Some might call this the The Great Disappearance. Certain industries–whole deaths of the economy–are entirely shut down. Never has it been more obvious that this is a city of restaurants–they, more than anything, populate the lack. Glass-fronted properties reveal darkened, empty dining rooms at the joints of important avenues, they gape, vast and naked. Menus penned in fancy script quaint beside hurriedly printed sheets begging patience of their patrons, promising all will be well again last month, that “we” will be up and running again–but of course, we aren’t.
I’ve worked a lot of blue-collar jobs, in retail, manufacturing, sanitation, and more, but I’ve only worked in what we deem, in shorthand, the service industry for a short time, as a caterer in Berkeley. Pretty much everyone I know either has been or still is a committed worker in food and beverage service: Writers and artists often rely on these jobs’ flexibility, transferability, and relatively high wages (when tips are decent).
Jobs in service were largely seen as a rite of passage, of a kind, for middle- and working-class teenagers building their independence and climbing the economic ladder. But during our ascension to adulthood, the promise was prolonged, drawn out more and more. People my age found themselves working in bars and restaurants for longer and longer, unable to secure viable alternatives. The bottom had dropped out. But when we tried to talk about this, we were largely mocked for not working hard enough, for living with our parents, for being spoiled and overindulged.

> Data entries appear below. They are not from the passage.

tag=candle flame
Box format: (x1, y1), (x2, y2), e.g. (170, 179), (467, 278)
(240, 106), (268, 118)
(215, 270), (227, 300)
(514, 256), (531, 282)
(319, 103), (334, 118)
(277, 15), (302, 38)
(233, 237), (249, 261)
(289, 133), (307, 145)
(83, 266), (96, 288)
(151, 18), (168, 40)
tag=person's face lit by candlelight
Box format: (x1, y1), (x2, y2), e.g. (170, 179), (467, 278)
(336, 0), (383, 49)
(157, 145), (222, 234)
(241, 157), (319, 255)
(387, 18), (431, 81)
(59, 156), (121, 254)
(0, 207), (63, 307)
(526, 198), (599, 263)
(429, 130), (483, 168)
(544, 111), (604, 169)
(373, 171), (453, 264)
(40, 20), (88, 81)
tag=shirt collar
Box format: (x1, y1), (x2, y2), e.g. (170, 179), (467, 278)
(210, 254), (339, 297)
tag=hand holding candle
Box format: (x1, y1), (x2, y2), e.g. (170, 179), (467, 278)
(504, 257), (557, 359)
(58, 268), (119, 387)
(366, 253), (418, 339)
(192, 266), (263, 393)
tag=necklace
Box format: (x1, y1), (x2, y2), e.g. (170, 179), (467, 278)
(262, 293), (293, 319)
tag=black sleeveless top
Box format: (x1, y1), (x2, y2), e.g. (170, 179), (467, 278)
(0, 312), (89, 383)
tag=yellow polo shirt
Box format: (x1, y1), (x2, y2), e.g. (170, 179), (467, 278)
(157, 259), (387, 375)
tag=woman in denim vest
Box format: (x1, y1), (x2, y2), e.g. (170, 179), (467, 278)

The illusion that most of us were doing okay, that we were still just out of range of the American Dream, has been destroyed by the plague. Suddenly it’s all too obvious how tenuous our stability truly is. A lot of artists already know this from years of cobbling together their livelihood from assorted gigs and hustles, plus whatever benefits we have (i.e. trust fund, rich family/partner), whatever compromises we’re willing to make (i.e. live at home/with roommates), or miscellaneous means of gaming the system. Now it’s impossible to ignore the gaping holes in a system we all liked to pretend was airtight.
A few weeks ago, an article in the NYT noted that drag racers had taken over the city streets at night. That was undoubtedly true; we heard far more of them during quarantine than we ever had before. Their engines shredded the nightly silence, sputtering, gulping gas, and they’d fly–or crash, as the case may be. One late May night, two douchebags steered their bikes into obstacles on our block, then loudly, incomprehensibly argued outside our window for long enough to wake up half the building. Just about every night, the rumble of hungry motors cut through our sleeping hours.
A sense of permissibility encompassed the city, which some distinctly heard as a dare. For a moment, though, the dominant mood was more dangerous than playful. People were feeling trapped, walled in with their fear, and their loneliness–or going crazy from breathing the same air as the same people they’d overdosed on months ago. Underneath it all, the poignant awareness that there had been, that there still was so much death, that it kept going on and on. That the economy had effectively collapsed, taking many of our jobs and security with it. It was enough to coax the crazy out of anybody.
For many, though, isolation has been the crowning insult. The utter lack of in-the-flesh community has left us bereft in an utterly new way. We have long been accustomed to the luxury of mourning with others, keeping vigil together, assembling to pray, to air our concern, our worry, our anger, our grief. At the very least, in this city, there has always been the random but regular comfort of strangers who share our burden, the small gift of eye contact, of an elevator door held open, of a hand offered when needed. Not anymore. The virus has decimated our best coping mechanisms, transforming every other human to a potential threat.
Let’s dismiss another NY stereotype: New Yorkers are not mean. We are, often, rude; it’s hard not to be when you’re surrounded by a mad press of people almost all the time, most of whom similarly can’t be bothered to give a fuck about your commute/heartbreak/job interview, or what have you. However, New Yorkers tend to be very kind in the ways that actually matter. If you need directions, for example, locals will pretty much always try their best to help you. A person trying to maneuver a stroller down the subway stairs will often offers to help from strangers. It’s actually a lot like old-school cigarette smoker etiquette, generosity and kindness being the default.
The plague changed that, and things haven’t completely reverted to normal yet. We are, by necessity, rude to each other, suspicious of proximity. Some weeks back, an unmasked woman in a NY grocery store almost sparked a riot: Fellow shoppers shouted and shrieked at her for endangering them all with her recklessness. It isn’t a game, here; most of the country’s 100,000 deaths (and counting) have happened in this city. Although were long past the times when the body count broke 700 every day, the number continues to grow.